Although the official guidelines only make notice of a small number of event types, the dataset contains 985 types. However, some quick calculations show that top 10 event types account for 89% of all registered events. The purpose of this analysis is to detect the most important event, therefore cleaning the last 10% does not seem to be necessary.

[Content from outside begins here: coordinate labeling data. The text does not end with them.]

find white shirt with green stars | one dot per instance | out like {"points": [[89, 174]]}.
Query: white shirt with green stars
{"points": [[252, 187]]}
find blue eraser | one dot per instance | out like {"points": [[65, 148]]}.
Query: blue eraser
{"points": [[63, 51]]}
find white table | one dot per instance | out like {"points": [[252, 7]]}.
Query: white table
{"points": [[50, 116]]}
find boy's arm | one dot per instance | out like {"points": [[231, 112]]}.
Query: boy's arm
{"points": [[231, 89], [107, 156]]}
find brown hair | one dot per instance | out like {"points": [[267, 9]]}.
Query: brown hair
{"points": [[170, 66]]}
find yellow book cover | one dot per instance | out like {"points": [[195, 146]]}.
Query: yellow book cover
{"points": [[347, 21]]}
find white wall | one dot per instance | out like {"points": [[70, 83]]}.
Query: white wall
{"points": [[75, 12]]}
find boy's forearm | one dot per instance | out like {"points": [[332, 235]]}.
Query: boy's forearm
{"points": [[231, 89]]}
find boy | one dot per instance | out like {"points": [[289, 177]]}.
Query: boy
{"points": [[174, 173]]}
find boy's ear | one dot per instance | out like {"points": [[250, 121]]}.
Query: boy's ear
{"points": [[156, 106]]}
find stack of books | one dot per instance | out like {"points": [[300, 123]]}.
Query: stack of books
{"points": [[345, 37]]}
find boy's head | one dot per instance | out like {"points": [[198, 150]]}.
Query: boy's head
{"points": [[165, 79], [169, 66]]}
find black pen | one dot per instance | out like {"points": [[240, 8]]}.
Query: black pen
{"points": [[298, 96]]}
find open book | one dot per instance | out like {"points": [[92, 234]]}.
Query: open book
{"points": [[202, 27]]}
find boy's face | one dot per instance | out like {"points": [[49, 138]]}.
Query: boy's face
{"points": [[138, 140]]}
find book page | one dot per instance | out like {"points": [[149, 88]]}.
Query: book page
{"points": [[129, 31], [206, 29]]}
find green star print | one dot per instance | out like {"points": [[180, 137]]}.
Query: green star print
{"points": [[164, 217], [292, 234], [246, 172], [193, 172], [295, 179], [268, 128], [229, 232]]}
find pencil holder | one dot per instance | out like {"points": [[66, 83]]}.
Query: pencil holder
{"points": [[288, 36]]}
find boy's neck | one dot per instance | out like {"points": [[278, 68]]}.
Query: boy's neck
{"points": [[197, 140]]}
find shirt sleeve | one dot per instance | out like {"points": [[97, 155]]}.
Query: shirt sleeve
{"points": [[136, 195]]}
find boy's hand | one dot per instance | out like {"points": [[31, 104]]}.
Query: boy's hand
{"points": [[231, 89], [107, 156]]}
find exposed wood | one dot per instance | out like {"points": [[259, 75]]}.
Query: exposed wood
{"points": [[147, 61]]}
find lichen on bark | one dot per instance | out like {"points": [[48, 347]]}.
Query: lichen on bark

evtype <- table(workset$EVTYPE)
evtype <- evtype[order(evtype, decreasing=T)]
evtype[1:10]
##
## HAIL TSTM WIND THUNDERSTORM WIND
## 288661 219940 82563
## TORNADO FLASH FLOOD FLOOD
## 60652 54277 25326
## THUNDERSTORM WINDS HIGH WIND LIGHTNING
## 20843 20212 15754
## HEAVY SNOW
## 15708
sum(evtype[1:10])/nrow(workset)
## [1] 0.8909882
# barplot(evtype[1:10], las=3, cex.names = 0.5)

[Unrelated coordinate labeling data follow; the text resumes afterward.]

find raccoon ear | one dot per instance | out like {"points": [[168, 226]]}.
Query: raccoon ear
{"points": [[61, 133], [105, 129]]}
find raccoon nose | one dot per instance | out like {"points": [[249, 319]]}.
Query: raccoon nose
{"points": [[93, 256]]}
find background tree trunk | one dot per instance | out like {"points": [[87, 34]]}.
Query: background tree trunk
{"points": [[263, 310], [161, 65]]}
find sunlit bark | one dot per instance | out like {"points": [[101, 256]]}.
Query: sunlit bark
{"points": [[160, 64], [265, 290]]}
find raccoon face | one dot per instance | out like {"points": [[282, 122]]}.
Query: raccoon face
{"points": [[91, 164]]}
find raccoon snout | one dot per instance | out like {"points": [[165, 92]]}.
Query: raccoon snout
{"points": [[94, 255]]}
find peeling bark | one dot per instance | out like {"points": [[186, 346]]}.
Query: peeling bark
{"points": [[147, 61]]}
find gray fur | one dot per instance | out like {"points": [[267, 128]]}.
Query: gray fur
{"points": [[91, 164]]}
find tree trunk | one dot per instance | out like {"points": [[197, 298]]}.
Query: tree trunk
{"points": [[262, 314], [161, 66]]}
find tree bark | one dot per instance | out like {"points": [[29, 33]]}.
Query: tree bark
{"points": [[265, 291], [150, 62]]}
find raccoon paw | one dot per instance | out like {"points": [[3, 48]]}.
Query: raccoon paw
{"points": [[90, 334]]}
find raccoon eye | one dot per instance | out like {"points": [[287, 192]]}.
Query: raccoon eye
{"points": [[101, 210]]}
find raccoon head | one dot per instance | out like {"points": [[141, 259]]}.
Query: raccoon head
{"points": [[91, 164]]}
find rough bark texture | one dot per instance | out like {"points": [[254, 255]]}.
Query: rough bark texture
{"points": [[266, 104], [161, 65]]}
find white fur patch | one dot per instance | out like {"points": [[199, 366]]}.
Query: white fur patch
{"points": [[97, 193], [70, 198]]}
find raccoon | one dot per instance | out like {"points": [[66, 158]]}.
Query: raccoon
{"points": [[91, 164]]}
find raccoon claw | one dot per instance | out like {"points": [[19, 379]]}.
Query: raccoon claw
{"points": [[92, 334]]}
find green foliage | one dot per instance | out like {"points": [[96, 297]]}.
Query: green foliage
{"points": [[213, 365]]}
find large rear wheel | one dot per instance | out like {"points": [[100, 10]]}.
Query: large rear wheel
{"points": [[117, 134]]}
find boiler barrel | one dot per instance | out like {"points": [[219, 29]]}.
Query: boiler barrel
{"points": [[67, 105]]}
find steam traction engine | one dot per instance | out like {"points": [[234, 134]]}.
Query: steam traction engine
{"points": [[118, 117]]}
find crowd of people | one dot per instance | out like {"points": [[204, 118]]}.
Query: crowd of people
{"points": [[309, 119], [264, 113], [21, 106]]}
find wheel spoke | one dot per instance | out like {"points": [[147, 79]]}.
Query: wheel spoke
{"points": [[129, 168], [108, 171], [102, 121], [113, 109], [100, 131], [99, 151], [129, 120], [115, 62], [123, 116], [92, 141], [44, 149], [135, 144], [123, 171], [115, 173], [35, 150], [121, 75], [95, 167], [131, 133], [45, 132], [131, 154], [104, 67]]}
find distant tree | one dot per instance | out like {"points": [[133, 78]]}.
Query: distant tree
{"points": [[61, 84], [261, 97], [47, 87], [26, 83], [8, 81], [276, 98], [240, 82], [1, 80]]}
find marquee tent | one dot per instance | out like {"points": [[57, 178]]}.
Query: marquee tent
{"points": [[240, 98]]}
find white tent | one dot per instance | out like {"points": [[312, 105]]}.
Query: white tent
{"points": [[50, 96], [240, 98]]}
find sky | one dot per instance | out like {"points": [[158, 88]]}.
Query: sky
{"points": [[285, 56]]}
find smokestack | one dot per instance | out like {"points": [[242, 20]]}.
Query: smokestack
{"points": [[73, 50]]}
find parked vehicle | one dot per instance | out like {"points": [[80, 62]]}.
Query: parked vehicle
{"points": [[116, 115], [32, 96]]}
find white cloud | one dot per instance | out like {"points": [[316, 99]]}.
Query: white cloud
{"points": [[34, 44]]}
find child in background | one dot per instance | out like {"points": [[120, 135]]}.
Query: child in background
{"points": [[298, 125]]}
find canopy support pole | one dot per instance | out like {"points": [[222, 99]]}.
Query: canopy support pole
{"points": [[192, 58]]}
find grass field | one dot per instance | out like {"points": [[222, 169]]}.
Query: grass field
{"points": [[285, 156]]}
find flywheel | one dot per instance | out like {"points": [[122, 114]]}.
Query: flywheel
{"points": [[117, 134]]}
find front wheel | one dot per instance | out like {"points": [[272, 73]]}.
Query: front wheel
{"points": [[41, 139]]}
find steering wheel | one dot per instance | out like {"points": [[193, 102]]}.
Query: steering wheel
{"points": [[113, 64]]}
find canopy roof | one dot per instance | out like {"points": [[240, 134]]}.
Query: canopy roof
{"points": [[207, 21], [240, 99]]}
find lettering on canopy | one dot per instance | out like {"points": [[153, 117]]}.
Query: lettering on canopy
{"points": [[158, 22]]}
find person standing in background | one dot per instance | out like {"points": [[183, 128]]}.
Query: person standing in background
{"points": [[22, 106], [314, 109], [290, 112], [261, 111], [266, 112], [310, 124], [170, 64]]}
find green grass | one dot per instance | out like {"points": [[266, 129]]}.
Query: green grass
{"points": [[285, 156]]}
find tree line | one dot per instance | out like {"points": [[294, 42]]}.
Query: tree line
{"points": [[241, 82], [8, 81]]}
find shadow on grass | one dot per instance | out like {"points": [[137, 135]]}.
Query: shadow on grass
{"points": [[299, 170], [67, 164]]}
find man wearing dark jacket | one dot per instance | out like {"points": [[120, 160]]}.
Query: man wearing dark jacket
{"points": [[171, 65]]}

Observations have started as early as 1950, but the histogram shows that the mass of observations only comes in after 1990. Again no data has been removed as we already noticed that major events took place prior 1990.
hist(workset$BGN_YEAR, breaks=50, col = "blue",
main = "number of registered extreme weather events per year",
xlab = "year of observation",
ylab = "number of events")
The HEALTH variable contains the sum of fatalities and injuries for all measurements in the data set (from 1950). This variable is examined per EVTYPE (for the entire dataset, so spanning all years).The table output shows for the top event types:
Tornado's by far outnumber any other event type with regards to impact on public health.
health <- workset %>%
select(EVTYPE, HEALTH) %>%
group_by(EVTYPE) %>%
summarise(totalImpactHealth = sum(HEALTH),
avgImpactHealth = round(mean(HEALTH),2),
freqOfEvents = n())
health <- health[order(totalImpactHealth, decreasing=T)]
health$EVTYPE <- factor(health$EVTYPE, levels = health$EVTYPE)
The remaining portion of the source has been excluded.